Prediction and Quantification of Bioactive Microbiota Metabolites in Murine Gut

Increasing evidence suggest that the metabolites produced by the gastrointestinal (GI) tract microbiota are important modulators of human health and disease. However, only a handful of bioactive microbiota metabolites in the GI tract have been identified. The microbiota has the potential to carry out a diverse range of biotransformation reactions that are unavailable to the mammalian host, and to produce a broad spectrum of metabolites nonnative to the host.
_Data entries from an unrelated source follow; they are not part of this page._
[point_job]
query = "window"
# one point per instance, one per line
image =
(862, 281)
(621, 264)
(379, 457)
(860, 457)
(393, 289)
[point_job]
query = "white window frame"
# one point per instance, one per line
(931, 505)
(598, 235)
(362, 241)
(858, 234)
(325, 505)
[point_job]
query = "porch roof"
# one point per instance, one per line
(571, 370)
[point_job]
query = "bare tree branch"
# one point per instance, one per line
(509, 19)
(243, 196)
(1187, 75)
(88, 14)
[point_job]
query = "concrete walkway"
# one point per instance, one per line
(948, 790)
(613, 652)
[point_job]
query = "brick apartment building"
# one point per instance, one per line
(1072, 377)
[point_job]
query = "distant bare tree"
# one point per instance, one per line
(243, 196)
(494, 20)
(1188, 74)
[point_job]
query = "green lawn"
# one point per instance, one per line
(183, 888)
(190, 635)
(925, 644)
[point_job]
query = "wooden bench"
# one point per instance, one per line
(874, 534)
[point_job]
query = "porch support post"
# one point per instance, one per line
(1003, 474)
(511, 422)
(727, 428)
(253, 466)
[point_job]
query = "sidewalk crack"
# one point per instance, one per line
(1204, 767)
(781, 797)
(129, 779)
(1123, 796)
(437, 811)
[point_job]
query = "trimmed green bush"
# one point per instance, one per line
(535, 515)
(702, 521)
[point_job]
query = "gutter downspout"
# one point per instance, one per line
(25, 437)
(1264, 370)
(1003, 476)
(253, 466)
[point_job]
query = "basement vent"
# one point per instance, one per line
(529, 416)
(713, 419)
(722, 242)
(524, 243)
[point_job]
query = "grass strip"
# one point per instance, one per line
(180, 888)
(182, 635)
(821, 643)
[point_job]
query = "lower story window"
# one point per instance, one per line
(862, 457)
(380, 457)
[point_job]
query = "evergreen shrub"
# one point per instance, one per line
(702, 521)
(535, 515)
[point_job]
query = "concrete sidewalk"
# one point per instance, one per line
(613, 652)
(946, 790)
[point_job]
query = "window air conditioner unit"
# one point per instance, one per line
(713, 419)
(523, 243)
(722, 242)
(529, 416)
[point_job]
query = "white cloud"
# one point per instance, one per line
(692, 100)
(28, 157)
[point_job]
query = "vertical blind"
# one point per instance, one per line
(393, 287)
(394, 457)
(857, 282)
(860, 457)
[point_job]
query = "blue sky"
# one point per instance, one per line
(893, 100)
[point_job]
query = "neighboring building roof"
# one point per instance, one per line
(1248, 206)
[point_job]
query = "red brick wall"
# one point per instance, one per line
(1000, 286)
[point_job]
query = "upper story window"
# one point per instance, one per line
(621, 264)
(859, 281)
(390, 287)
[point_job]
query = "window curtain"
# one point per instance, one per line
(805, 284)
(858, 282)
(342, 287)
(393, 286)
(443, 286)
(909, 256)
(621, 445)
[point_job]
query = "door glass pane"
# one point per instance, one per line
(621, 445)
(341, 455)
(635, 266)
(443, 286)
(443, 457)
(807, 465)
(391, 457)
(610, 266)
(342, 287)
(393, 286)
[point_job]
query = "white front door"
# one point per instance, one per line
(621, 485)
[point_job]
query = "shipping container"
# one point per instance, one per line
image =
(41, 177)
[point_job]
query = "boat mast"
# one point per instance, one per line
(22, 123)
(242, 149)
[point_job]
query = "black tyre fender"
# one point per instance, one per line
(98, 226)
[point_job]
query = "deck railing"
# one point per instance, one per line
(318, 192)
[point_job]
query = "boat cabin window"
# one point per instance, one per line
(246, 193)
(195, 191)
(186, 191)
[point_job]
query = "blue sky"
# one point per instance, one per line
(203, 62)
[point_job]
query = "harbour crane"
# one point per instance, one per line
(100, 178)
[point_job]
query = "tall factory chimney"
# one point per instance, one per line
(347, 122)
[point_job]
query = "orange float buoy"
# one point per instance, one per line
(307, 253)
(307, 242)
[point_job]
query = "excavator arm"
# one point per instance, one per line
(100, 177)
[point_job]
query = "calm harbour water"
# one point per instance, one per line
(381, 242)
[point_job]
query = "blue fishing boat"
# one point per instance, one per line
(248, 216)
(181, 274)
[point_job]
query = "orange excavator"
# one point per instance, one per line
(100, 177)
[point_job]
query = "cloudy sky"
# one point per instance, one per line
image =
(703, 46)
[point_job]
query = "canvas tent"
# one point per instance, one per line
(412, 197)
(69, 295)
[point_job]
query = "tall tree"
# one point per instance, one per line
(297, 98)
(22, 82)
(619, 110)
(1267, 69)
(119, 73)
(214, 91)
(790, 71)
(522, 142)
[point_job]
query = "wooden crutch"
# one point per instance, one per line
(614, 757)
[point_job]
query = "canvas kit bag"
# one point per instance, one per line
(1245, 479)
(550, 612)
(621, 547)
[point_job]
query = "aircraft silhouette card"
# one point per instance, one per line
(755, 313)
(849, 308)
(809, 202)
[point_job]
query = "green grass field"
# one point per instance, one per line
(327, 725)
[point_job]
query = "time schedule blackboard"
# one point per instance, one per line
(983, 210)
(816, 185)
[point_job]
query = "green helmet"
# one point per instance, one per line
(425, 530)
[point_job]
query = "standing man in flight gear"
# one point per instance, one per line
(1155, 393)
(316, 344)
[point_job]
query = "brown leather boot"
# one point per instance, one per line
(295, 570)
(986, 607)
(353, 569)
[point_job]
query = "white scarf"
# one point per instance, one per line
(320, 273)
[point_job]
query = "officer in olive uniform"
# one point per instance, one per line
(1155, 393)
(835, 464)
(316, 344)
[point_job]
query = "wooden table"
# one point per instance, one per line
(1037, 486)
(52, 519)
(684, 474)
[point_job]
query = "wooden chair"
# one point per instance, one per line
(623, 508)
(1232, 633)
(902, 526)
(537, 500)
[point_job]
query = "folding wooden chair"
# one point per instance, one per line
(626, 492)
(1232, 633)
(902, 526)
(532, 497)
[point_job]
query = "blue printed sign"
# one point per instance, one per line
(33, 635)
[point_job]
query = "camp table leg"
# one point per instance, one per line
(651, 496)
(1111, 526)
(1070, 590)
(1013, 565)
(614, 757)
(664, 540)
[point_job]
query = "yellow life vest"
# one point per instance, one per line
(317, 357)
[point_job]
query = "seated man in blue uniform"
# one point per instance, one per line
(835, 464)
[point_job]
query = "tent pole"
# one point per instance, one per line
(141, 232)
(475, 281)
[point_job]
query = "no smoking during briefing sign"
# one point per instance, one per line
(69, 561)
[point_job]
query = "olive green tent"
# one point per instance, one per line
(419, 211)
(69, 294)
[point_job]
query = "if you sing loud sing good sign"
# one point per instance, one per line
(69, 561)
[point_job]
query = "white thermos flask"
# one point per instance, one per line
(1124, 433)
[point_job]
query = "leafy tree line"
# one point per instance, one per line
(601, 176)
Isolating and characterizing individual bacteria to identify metabolites is intractable, as many species present in the GI tract cannot be cultured under standard laboratory conditions. Untargeted metabolomics approaches have been useful in characterizing the metabolic impact of perturbed microbiota by profiling bodily fluids and samples directly connected to GI tract, but are not well suited to resolving the origin of a metabolite as either bacterial or host metabolism. We present here a novel metabolomics strategy that integrates in silico analysis with targeted metabolomics to facilitate identification and quantification microbiota metabolites. We model the microbiota as an integrated metabolic system comprising 149 different species reported to be present in the mammalian GI tract, and represent this system with a metabolic reaction network. Of the 2,409 distinct reactions in the microbiota network, approximately 50 % are strictly bacterial, i.e. absent in the murine host, with the largest number of reactions involved in amino acid metabolism. Focusing on tryptophan (TRP) as a representative, diet-derive amino acid, we utilize a probabilistic pathway construction algorithm to predict potential metabolic derivatives present in the murine GI tract, while also discriminating between microbiota- and host-specific derivatives.  We validate the model-based predictions using multiple reaction monitoring (MRM), a quantitative mass spectrometry technique, on cecum and fecal samples from control and antibiotic treated mice. We find that antibiotic treatment significantly alters the levels of the predicted TRP metabolites. To demonstrate the potential for the predicted and confirmed TRP derivatives to play a physiological role, we characterize these metabolites as ligands for the aryl hydrocarbon receptor (AhR), a nuclear receptor that regulates xenobiotic transformation as well as inflammation in host cells.